When I read “The legacy that wasn’t: wonton soup” by T. Susan Chang (an excerpt from A Spoonful of Promises) it really struck home. Susan was also attempting to learn about her heritage through food. She was attempting to recreate something purely from sensory memory. As adults, we have learned to rely on external cues for teaching – books, visuals, you name it. Very few of us have the talent to go back into our memories and create a dish that still stirs up the emotions that carried it forward into today. I am likely guilty of that myself.
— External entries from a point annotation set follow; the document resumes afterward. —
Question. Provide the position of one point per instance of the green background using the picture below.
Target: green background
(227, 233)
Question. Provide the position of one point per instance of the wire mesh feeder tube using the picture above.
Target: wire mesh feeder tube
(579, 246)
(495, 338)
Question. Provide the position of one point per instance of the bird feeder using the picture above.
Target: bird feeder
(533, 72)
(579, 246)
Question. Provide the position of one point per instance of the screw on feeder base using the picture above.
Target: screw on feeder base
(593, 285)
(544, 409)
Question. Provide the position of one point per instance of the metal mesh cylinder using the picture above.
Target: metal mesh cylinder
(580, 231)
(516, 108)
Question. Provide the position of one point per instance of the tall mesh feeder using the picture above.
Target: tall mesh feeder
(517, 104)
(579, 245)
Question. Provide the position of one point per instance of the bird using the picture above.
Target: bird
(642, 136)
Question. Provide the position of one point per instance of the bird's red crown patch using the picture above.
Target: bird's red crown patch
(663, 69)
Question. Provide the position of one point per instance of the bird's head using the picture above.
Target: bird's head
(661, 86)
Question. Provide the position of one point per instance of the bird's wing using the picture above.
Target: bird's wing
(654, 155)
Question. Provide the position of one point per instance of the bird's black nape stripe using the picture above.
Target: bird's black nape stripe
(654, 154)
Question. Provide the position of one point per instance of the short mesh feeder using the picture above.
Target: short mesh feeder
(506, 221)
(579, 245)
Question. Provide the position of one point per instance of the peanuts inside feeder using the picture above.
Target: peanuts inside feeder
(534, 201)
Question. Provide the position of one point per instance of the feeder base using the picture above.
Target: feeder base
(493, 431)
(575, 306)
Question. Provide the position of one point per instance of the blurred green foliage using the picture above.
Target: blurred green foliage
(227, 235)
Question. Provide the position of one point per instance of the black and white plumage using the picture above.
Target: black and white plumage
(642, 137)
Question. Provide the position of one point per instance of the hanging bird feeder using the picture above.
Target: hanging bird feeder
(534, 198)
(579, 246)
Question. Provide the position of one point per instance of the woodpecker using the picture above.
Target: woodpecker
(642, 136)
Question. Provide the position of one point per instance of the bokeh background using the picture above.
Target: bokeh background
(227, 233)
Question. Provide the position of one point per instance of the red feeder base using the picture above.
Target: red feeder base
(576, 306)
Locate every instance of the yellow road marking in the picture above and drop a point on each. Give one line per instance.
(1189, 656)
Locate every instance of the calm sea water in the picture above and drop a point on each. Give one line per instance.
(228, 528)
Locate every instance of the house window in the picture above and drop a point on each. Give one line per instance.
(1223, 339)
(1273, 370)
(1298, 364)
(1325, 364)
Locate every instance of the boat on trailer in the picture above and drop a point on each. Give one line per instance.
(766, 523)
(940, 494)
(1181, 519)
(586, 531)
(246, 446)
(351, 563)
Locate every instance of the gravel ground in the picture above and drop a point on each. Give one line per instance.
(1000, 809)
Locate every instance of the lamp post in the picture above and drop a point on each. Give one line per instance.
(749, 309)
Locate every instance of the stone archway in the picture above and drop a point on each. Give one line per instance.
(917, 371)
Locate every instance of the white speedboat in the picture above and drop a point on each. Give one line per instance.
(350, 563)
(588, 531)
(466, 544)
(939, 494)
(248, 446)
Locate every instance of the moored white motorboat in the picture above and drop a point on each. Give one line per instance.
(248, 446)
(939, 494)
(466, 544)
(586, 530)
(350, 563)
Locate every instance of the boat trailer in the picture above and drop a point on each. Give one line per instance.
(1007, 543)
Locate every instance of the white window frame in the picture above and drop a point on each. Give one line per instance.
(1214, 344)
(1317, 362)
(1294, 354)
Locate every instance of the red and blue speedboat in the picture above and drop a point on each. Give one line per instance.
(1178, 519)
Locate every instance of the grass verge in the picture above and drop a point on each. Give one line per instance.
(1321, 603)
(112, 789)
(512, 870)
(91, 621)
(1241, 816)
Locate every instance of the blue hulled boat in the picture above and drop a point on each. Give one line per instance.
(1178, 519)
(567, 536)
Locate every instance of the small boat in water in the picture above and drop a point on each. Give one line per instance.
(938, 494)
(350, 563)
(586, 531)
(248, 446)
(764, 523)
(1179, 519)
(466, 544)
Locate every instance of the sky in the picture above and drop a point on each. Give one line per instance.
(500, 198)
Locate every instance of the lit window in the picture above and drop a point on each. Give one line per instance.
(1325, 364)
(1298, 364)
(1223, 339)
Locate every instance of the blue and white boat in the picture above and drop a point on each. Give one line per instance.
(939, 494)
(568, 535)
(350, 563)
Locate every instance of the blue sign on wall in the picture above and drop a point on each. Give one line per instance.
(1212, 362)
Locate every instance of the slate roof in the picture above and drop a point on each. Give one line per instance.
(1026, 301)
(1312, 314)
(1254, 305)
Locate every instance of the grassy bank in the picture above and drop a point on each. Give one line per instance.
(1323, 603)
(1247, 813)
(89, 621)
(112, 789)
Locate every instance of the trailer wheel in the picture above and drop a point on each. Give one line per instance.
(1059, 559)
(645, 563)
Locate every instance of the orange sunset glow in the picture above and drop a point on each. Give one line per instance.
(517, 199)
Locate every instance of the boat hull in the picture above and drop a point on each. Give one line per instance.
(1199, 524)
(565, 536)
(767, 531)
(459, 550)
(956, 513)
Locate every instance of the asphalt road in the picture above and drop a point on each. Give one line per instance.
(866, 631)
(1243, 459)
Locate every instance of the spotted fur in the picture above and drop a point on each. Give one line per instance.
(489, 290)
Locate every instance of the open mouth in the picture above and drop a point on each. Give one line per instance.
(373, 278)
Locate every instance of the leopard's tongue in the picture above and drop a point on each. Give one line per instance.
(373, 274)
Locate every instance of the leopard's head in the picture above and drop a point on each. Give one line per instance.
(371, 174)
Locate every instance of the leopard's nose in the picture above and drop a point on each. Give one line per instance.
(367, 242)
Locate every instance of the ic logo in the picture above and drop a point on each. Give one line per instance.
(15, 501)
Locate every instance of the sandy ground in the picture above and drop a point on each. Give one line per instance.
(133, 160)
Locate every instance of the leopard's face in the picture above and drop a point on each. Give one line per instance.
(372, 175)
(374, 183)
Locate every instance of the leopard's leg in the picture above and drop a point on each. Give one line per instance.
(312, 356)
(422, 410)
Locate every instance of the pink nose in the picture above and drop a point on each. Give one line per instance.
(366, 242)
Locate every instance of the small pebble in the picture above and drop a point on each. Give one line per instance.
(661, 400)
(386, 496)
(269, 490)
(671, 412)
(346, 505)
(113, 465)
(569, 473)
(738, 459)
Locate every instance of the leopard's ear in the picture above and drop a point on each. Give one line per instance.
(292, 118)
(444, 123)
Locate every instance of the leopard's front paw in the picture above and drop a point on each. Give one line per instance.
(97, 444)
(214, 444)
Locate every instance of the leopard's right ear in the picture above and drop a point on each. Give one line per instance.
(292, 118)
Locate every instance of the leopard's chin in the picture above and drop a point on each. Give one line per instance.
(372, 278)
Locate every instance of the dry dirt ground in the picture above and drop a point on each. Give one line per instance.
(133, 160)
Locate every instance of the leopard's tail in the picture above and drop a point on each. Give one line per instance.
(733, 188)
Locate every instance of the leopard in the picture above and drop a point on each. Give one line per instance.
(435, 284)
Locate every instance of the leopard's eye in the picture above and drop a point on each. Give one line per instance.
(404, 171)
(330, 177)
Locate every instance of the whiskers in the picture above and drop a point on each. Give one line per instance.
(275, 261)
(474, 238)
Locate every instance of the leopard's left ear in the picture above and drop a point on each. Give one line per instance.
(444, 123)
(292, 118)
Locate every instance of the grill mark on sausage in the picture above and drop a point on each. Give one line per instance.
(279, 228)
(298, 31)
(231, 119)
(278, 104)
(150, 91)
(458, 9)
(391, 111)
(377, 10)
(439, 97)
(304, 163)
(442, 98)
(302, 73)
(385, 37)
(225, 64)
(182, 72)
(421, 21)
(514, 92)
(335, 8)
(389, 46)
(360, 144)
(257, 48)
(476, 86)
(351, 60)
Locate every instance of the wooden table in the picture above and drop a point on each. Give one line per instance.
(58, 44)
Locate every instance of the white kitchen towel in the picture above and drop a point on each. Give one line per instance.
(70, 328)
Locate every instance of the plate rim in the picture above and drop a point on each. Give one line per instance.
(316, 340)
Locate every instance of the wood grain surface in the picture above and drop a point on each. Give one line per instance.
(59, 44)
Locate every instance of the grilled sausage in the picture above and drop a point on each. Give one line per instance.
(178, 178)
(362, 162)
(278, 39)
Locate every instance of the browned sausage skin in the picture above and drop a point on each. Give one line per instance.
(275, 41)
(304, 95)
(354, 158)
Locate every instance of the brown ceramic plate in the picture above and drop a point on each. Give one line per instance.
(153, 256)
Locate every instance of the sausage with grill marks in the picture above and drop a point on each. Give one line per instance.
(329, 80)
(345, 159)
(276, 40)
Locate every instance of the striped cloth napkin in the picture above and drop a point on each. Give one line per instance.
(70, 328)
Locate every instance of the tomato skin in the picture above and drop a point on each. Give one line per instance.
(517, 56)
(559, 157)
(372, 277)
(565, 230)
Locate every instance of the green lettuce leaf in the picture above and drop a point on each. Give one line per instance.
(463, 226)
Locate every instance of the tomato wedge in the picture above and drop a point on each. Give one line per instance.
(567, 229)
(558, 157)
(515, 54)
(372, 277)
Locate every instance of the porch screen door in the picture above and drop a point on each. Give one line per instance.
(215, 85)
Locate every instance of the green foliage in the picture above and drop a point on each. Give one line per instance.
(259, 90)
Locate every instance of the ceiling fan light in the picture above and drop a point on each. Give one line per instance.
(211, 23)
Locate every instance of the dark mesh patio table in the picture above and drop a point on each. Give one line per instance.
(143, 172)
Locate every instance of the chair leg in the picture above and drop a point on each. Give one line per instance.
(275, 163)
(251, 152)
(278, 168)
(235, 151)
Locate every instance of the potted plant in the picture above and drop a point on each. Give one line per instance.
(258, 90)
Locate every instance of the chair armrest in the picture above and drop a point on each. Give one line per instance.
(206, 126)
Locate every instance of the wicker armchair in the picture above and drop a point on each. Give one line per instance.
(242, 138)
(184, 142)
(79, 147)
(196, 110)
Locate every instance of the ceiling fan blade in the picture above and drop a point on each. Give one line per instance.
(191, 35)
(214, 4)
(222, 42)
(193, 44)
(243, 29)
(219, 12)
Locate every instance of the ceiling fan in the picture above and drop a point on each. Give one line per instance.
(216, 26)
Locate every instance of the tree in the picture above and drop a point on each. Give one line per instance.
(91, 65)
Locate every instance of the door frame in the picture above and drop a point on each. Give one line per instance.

While I have been digging through the “big green box” of recipes, I realized that most of what I remember my mom cooking didn’t come out of that box. What I loved – no, it was more than love, it was unadulterated bliss – was her fried chicken and equally, her chicken-fried steak. So when I called my mom to get the recipe, she laughed in my face. Seriously.
She then repeated the following recipe to me:
Chicken Fried Steak
Cube steaks (1 per person) – pounded (she got hers pre-pounded from the butcher)
Put into seasoned flour and coat – use whatever seasonings you like
Fry in a pan with enough oil to keep from sticking – flipping once to brown both sides.
Serve with country gravy and mashed potatoes.
She even said she likely bought the gravy as a packet. LOL!
So, I took it upon myself to make this for dinner that night. Fortunately, I was a step ahead of her and had already gotten my pounded chuck roast steaks the day before and had them brining in buttermilk with a heavy dose of cayenne pepper. I then removed them and put them into a self-sealing bag full of AP flour combined with loads of paprika, salt and pepper and some rosemary. I heavily coated them and then fried them up to a deep brown. I like the crispies the best! I then placed them on a rimmed baking sheet in a warm oven while I made gravy. I used about 2.5-3 cups of beef stock to deglaze the pan. I added more salt and pepper and some flour, which I had in a side bowl that I added a ladleful of stock to it to thin it out. I then whisked the whole thing until it reduced to a thickness that I liked. I made mashed russet potatoes with butter and cream. The whole damn thing was awesome and super easy to make!
I even ate it for breakfast the next day. Thanks Mom!!